Firstly, everything is negotiable, are those the bottom line prices on both? If from a dealer, you have not purchased, considering this is February, and that no dealer negotiates final price until you are ready to sign, I suspect either bike can be had for $500 to $700 off the price, if not more. No dealer I know of advertises bottom line, no haggle, pricing. [unless part of some promotion, but even on those sales they deal price].ddicosmo said:I have decided to take the Ducati plunge and have found two good (what I believe to be good that is) deals on two Ducati bikes:
- 2004 Monster 1000S ie with 4,900 miles fully stock. The price is $6,500.
- 1999 SuperSport 900FF with 13,000 miles, corbin seat, FSF pipes and carbon fiber clutch cover. The price is $5,000.
Both bikes are yellow and in great shape (the Monster is actually Mint with all paperwork and the SS900 is in very good condition with a couple scratches on the lower fairing and the dealer just did a full 12k service on it).
Both are great bikes and both are similar (but much superior) to two previous bikes I've owned in the past (a 1998 CBR 600F3 which I still own but will sell if I buy the Duc, and a 1986 Yamaha Fazer 700S). I just can't decide which one to buy. I don't know which one is the better deal. Since you guys are Ducati experts, can you provide me with the pros and cons of each bike and which one you think is the better deal?
That said, from a dependability standpoint, an important factor, the 2004 is the better way to go. That's practically a new bike.
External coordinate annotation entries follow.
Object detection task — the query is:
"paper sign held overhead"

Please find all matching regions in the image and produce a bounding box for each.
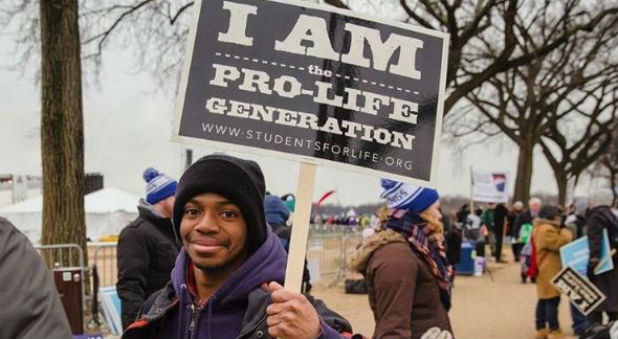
[173,0,448,186]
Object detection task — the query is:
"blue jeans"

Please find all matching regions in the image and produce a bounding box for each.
[569,303,590,337]
[536,297,560,331]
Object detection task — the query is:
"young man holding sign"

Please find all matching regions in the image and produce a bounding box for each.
[123,155,352,339]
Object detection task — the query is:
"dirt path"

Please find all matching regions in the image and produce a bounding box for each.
[315,257,574,339]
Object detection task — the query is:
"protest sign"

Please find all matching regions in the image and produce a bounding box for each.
[552,266,606,315]
[172,0,448,290]
[472,171,509,203]
[560,229,614,275]
[173,0,448,186]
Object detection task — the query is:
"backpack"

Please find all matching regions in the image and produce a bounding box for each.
[526,230,547,278]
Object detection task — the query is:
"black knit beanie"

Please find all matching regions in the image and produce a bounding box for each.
[173,154,267,254]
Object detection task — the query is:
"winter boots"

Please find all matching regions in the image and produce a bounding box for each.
[534,328,549,339]
[547,329,564,339]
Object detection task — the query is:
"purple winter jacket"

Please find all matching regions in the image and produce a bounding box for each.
[122,231,352,339]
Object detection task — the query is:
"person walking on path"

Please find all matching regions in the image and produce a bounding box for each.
[587,189,618,324]
[116,168,180,329]
[564,198,590,337]
[122,154,352,339]
[351,179,452,339]
[532,205,573,339]
[0,217,71,339]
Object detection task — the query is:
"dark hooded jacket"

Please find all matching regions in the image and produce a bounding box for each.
[350,230,452,339]
[0,217,71,339]
[588,206,618,312]
[264,195,292,251]
[122,231,351,339]
[116,200,180,328]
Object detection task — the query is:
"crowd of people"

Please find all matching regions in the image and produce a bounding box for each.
[0,154,618,339]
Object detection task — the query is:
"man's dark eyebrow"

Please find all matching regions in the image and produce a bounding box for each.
[185,198,236,206]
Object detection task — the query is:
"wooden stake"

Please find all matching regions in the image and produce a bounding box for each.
[285,162,316,292]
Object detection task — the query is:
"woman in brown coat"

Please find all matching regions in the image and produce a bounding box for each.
[352,179,452,339]
[532,206,573,339]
Maybe it still has some time on the two-year factory warranty?
However, if you can get the 1999 Supersport for $4500 or less, 13k miles is still pretty low mileage for a bike, so it may be a good deal also, the trade off being it is a 1999 versus the 2004 Monster. Keep in mind, however, that 1999 means it is a seven year old bike. That is getting old in many rider's minds and resale value may be affected [see below].
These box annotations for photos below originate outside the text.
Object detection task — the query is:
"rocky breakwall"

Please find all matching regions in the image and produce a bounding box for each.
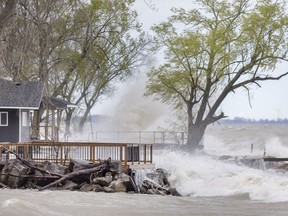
[0,158,180,196]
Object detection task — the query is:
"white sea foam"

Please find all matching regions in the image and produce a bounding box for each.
[154,143,288,202]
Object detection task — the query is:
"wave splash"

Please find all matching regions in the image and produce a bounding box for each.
[154,143,288,202]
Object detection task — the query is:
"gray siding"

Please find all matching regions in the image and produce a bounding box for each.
[0,109,19,143]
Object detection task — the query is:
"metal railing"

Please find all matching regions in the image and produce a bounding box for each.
[0,141,153,167]
[73,131,187,145]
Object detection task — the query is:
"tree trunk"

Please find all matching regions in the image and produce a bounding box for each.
[186,125,206,152]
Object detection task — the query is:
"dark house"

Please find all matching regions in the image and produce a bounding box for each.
[0,79,76,143]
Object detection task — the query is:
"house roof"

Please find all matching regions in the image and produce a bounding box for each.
[42,97,78,110]
[0,79,44,109]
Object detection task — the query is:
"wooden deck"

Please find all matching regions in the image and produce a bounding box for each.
[0,141,153,170]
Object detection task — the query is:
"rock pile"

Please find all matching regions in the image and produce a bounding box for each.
[0,155,180,196]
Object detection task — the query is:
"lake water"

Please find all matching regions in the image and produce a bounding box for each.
[0,125,288,216]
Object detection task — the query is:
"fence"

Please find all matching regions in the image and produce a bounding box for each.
[0,141,153,167]
[75,131,187,145]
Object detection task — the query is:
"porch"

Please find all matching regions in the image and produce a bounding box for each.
[0,141,154,169]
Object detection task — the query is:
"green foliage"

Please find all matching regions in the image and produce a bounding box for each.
[146,0,288,129]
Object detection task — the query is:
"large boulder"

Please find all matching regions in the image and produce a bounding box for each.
[109,173,135,192]
[0,160,31,189]
[140,169,181,196]
[93,172,113,187]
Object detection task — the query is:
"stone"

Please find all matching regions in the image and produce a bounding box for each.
[103,187,115,193]
[79,183,99,192]
[93,176,112,187]
[0,160,30,189]
[109,179,127,192]
[59,180,78,190]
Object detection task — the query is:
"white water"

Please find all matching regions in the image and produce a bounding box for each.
[0,125,288,216]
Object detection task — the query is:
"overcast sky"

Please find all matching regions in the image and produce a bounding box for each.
[94,0,288,123]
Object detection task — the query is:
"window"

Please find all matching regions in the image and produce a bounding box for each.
[22,111,29,127]
[0,112,8,126]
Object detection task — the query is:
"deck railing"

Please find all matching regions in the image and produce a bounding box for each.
[0,141,153,167]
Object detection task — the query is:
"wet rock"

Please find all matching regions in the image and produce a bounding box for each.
[140,169,181,196]
[79,183,101,192]
[59,180,78,190]
[93,175,112,187]
[110,161,122,173]
[0,160,30,189]
[109,179,127,192]
[103,187,115,193]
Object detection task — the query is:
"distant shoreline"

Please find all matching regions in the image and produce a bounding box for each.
[219,117,288,125]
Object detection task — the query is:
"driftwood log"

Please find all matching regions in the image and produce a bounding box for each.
[0,149,180,196]
[41,160,110,190]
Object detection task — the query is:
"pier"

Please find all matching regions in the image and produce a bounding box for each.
[0,141,154,169]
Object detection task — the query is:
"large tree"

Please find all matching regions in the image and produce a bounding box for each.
[0,0,148,134]
[146,0,288,151]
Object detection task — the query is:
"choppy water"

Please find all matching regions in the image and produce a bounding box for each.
[0,125,288,216]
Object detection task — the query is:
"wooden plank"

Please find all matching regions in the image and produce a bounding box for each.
[263,158,288,162]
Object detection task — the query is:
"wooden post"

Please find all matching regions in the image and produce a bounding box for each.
[45,108,49,140]
[150,144,153,163]
[144,144,147,164]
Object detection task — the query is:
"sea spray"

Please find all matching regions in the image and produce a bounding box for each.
[154,150,288,202]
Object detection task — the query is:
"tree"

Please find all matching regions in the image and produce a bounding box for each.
[146,0,288,151]
[0,0,148,135]
[53,0,149,130]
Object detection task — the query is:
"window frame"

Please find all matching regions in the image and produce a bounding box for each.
[0,112,8,127]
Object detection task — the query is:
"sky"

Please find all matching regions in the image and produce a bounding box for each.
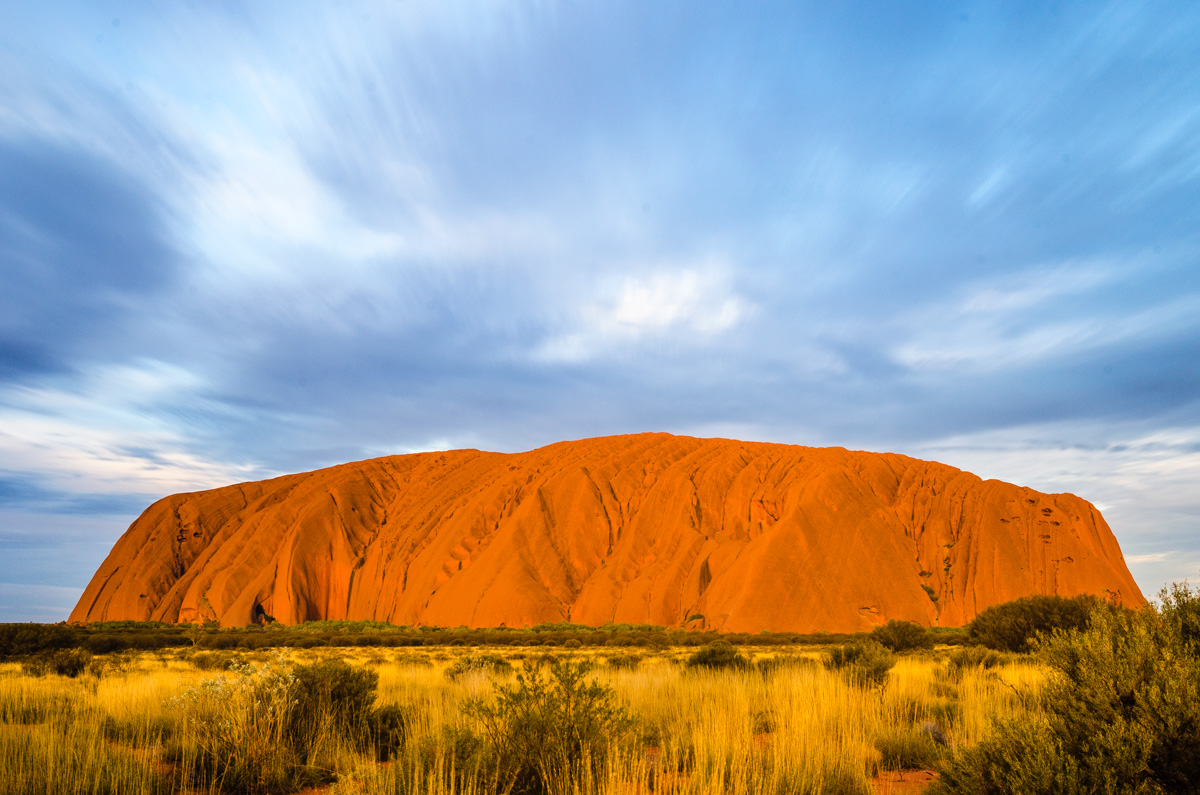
[0,0,1200,621]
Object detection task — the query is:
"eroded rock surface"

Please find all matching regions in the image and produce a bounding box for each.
[71,434,1144,632]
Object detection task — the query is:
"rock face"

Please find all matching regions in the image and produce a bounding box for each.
[71,434,1144,632]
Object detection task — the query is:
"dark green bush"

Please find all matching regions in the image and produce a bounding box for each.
[875,728,941,770]
[967,594,1103,653]
[930,585,1200,795]
[287,659,379,759]
[871,618,934,652]
[684,640,750,670]
[824,640,895,687]
[464,659,632,795]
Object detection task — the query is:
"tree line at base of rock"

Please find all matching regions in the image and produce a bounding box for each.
[0,596,1117,673]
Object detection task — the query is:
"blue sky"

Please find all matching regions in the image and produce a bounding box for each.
[0,0,1200,621]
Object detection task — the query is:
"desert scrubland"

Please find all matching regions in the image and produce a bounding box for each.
[0,585,1200,795]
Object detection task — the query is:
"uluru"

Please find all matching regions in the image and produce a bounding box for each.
[71,434,1145,632]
Bottom line, both can be good deals, all things considered. So that simply leaves your making a personal decision, one that no one else can make depending on what and how you want to ride, for reasons important and intimate to you.
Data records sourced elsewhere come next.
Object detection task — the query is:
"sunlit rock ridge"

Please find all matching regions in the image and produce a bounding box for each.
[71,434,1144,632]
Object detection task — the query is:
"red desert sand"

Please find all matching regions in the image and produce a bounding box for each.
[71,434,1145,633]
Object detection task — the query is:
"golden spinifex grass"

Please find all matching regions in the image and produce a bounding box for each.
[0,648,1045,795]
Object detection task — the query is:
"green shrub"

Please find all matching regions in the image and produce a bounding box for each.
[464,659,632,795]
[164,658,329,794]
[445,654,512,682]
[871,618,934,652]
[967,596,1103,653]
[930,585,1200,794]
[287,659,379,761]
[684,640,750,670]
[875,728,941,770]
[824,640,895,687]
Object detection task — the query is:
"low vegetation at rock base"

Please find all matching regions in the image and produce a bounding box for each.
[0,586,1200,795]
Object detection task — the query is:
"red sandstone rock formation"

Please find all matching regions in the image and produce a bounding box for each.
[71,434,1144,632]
One thing that you may want to factor in, that can tip the scales in either bike's favor, is resale value. Get the price low enough, ride the bike, and if it is not for you, simply resell it and get all your money back, or maybe a little less.
To have this option you would need to get the bike at a low enough price so that you could sell it later for little or no loss. Either bike, if you get in it right [on price] may give you the option to sell it later at no loss. [Maybe should not refer to any lesser selling price as a "loss" since you will have used the bike for at least the 2006 riding season. One should be expected to pay for that ].